PETALING JAYA: A fresh Budget will have to be re-tabled by the newly formed government after the general election should Budget 2023 not be passed by Parliament before polls is called, say analysts.
Universiti Sains Malaysia’s political science expert Prof Dr Sivamurugan Pandian said it was necessary for the new government to re-table a fresh Budget in such an event.
“Whether a similar Budget is tabled again, this will depend on the (political) alignment within the new government.
“The new Budget will depend on who is the dominant party after the polls,” he said yesterday.
Should the Budget be passed, he said the new government would have to adopt this although adjustments could be made at a later stage.
Sivamurugan said both the salaries of civil servants and the government’s delivery system would not be affected should the Budget not be passed during the coming meeting.
“A precedent was set in 1999 when Parliament was dissolved soon after the Budget was tabled.
“It did not affect the government’s delivery system,” he said.
Former Finance Minister Tun Daim Zainuddin tabled Budget 2000 on Oct 29, 1999, after which Parliament was dissolved on Nov 11 before this could be passed.
This led to the 10th General Election being held on Nov 29 with Barisan Nasional winning the polls.
Barisan subsequently tabled an allocation of RM30.768bil in Dewan Rakyat on Dec 20 to ensure continuity in the administration of the country.
A fresh Budget, similar to the one tabled in 1999, was re-tabled by Barisan in Parliament on Feb 25 the following year.

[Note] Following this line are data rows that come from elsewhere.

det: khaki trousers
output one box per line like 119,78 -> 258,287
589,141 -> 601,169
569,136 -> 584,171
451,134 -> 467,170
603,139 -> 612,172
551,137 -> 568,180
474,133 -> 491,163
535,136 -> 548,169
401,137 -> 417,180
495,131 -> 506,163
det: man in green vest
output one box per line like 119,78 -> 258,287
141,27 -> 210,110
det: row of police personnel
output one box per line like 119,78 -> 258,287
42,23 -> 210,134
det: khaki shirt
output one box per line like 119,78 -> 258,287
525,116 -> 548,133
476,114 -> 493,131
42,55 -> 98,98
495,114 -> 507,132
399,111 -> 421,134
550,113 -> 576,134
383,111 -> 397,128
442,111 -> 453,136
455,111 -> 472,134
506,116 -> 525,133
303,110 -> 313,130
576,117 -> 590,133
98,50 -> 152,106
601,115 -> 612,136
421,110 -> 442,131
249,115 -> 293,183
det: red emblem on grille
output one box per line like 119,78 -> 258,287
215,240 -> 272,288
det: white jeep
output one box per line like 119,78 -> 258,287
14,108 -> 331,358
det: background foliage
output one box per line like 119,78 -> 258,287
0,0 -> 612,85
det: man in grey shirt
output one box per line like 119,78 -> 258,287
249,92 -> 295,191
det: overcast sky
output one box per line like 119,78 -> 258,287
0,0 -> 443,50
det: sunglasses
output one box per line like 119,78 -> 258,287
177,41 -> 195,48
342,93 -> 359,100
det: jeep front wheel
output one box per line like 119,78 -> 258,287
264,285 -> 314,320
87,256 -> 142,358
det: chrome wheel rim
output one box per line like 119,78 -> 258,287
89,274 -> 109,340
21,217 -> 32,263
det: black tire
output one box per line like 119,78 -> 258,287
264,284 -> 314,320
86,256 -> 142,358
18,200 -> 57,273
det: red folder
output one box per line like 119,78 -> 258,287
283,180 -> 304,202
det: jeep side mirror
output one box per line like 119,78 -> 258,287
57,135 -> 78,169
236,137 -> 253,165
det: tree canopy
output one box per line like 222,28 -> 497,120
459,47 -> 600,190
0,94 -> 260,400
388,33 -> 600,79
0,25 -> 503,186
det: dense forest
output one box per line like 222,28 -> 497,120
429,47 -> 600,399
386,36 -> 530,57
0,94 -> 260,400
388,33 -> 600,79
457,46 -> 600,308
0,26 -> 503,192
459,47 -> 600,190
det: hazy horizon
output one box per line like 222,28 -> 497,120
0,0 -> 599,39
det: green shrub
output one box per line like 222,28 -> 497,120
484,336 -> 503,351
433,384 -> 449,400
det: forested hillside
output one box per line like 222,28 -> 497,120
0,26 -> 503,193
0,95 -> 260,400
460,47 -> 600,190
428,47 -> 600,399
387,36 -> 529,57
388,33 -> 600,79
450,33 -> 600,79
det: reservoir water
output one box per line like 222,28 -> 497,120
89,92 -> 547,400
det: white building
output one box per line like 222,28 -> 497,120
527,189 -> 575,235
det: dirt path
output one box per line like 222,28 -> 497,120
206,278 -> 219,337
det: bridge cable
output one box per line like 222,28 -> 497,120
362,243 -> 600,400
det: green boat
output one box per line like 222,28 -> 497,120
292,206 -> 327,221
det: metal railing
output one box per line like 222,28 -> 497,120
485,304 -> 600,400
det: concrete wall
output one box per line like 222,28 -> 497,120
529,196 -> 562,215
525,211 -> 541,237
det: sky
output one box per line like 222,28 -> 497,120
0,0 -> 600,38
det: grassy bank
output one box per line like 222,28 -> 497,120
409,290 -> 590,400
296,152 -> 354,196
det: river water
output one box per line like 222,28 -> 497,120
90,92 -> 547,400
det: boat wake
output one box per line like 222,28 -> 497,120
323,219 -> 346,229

Yesterday, DAP secretary-general Loke Siew Fook dismissed talk that Parliament would be dissolved shortly after Budget 2023 was tabled.
Loke claimed that such a move would destabilise the country’s administration and that civil servants would not get their salaries at the start of 2023.
Budget 2023 is scheduled to be tabled by Finance Minister Tengku Datuk Seri Zafrul Tengku Abdul Aziz in Dewan Rakyat on Oct 7 and is expected to be debated in both Houses of Parliament before Dec 7.
Universiti Putra Malaysia political science Prof Datuk Dr Jayum Jawan said any incoming government could still adopt the Budget that’s passed.
“It is reasonable to expect some adjustments in priorities to reflect the focus and promises of the new government.
“But the basics (allocations) to sustain the government would remain,” he added.
Senior fellow at the Nusantara Academy for Strategic Research Dr Azmi Hassan said a fresh Budget would be required if the one tabled next month was not passed due to Parliament’s dissolution.
“However, if the Budget is passed and gazetted, then it becomes law which the new government has to adhered to,” he said, adding that adjustment, however, could still be made.
“Once the Budget is passed by Parliament, it is valid and binding for the next fiscal year.
“The new government will have to live with it,” said International Islamic University Malaysia’s Prof Dr Nik Ahmad Kamal Nik Mahmod.
He said the new government could still tweak the Budget but only with approval from Parliament.